Cardinal Beran was a heroic figure of the 20th century who fought zealously for religious freedom.
This coincides with a recent return of Cardinal Beran’s body to the Czech capital of Prague, a request he had inserted into his will. He greatly loved his home country, but was forced into exile because of his opposition to the communist regime in Czechoslovakia. He died in Rome at the age of 80 in 1969.
Beran experienced great persecution during most of the later part of his priesthood. He was ordained in 1911 and worked as a spiritual director and professor for several years, before being named a monsignor in 1936.
Then as World War II progressed, Beran became increasingly defiant to the Nazis. He proclaimed that he would celebrate a Mass for the many prisoners of war and by June 6, 1942, the Nazis arrested him and later sent him to the notorious Dachau concentration camp. Beran nearly died while in captivity, but was able to survive until the camp was liberated in 1945.

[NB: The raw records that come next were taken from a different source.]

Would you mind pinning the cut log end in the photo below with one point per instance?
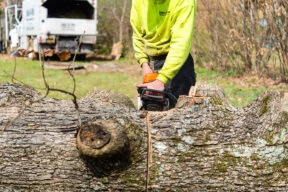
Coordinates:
(95, 136)
(102, 138)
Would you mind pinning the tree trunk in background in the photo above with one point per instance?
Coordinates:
(208, 146)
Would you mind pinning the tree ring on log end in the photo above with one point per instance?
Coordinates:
(102, 139)
(95, 136)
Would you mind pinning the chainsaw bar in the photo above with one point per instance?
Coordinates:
(154, 100)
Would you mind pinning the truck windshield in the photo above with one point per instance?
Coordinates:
(78, 9)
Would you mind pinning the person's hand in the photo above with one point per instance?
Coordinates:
(157, 85)
(146, 69)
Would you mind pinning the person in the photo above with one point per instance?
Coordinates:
(162, 39)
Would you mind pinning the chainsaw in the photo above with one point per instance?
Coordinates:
(154, 100)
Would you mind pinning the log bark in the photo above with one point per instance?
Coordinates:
(204, 145)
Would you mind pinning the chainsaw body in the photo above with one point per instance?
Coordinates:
(154, 100)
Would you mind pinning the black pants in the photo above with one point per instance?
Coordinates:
(185, 78)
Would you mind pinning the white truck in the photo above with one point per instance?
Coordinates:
(54, 24)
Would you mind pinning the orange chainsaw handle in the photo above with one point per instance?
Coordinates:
(150, 77)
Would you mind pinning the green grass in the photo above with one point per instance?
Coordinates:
(29, 72)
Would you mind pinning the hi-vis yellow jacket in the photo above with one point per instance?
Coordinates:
(163, 27)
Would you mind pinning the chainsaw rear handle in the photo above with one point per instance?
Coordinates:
(142, 91)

Shortly after his return, he was appointed the Archbishop of Prague, but that only brought more persecution from the incoming communist regime. According to Vatican News, “Beran publicly opposed the new regime. He was put under house arrest and moved by the secret police from village to village. Authorities wanted to cut the ties between him and his flock. The regime jailed thousands of Catholic priests, monks, nuns and active Catholic lay people. Communists also confiscated property and destroyed churches and monasteries as they saw the church and devoted Christians as their arch-enemy.”
Beran was eventually able to leave the country for Rome, but only did so in order to gain concessions for the Church in the country. The communists made such concessions with the stipulation that Beran would not be allowed to return. He remained in exile in Rome until his death in 1969.
He was elevated to the level of cardinal in 1965 and was an active participant in the Second Vatican Council. Beran was an ardent supporter of religious freedom and made his voice heard at the Council.
Since his death, Beran’s life has been an inspiration to many, and he is seen as a heroic defender of the Church during a time of such intense persecution in his country.